AI health checks are really important, and they run on servers that continuously gather metrics. This hardware enables engineers to catch the issues early and keep AI reliable. So overall, AI is the software brain brain and hardware is the physical foundation. And without physical foundation, our modern artificial intelligence infrastructure will not exist. But just like every other technology, the AI also has some major roadblocks. And as AI is scaling in the pace it's scaling today, so do the challenges. They span across technical, operational, governance layers. Let me break this down. Sourcing is a first hurdle. High performance GPUs and TPUs are in massive demand, but supply is tightly controlled. Getting the exact hardware needed on time is a growing challenge. And in terms of supply chain, much of the world's fabrication is localized in certain regions. That means a delay or disruption in one area can affect deployment globally.

And to that, the logistics of shipping and component dependencies, it's a multilayered puzzle. And performance wise, keeping system cool, efficient, fully utilized, request careful planning, or provisioning can lead to cost overruns while underutilization waste the capacity. It's like you not utilizing hardware but spending so much money on it. And moving on to governance, sustainability is now a core concern. Learning running large scale AI models consume vast amounts of energy. We are all under pressure to reduce emissions, increase energy efficiency, and adopt cleaner power resources. Scaling AI infrastructure is as much about facilities management and software strategy as it is about hardware specifications. Like any breakthrough technology, moving from lab to deployment, let's say electricity, let's say Internet, AI also is facing scaling challenges.

These are not problems unique to any one company, but shared industry frontiers that are driving a way of infrastructure innovation. The good news, these challenges are now being understood, and many in innovations we'll discuss in the next slide are directly targeting them. AI infrastructure is evolving rapidly, which we covered for over eighty years now what happened. But there are known industry wide constraints from chip availability to sustainability. Fortunately, innovation across hardware, software, and deployment models is targeting these challenges head on. Like I mentioned and like any transformative wave, electricity, the Internet, the smartphones, AI brings both promise and also challenges.
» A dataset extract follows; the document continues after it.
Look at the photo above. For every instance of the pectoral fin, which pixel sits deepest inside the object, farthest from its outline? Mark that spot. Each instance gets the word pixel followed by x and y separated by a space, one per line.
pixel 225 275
And just like those earlier revolutions, the problems are being met with real time innovations.

AI infrastructure, as I was mentioning since the start of the session, is evolving rapidly and hardware is no longer general purpose. It's being purpose built. We are seeing unified memory designs and matrix optimized chip architectures, reducing training time dramatically. Low power accelerators are shrinking AI from Cloud data centers down to the edge. Let's think about powering cameras, sensors, even wearables, like I mentioned. Looking ahead, we will move toward more modular, efficient models, faster to train, easier to go on, and we'll get smarter and smaller. We will see it work more privately and locally. Unlike electricity or the Internet, it will quietly become part of everything, powering decisions, systems, and everyday experiences, often without us even noticing.

It's important to recognize that AI progress is inseparable from the hardware advancements. From high bandwidth interconnects to dedicated AI course, these innovations don't just make AI faster, They unlock entirely new use cases. Hardware does not just support AI. It defines what's possible. And that's the message I wanna give through my session here. Just wanna uncover what's in the background of AI and its infrastructure. Thank you.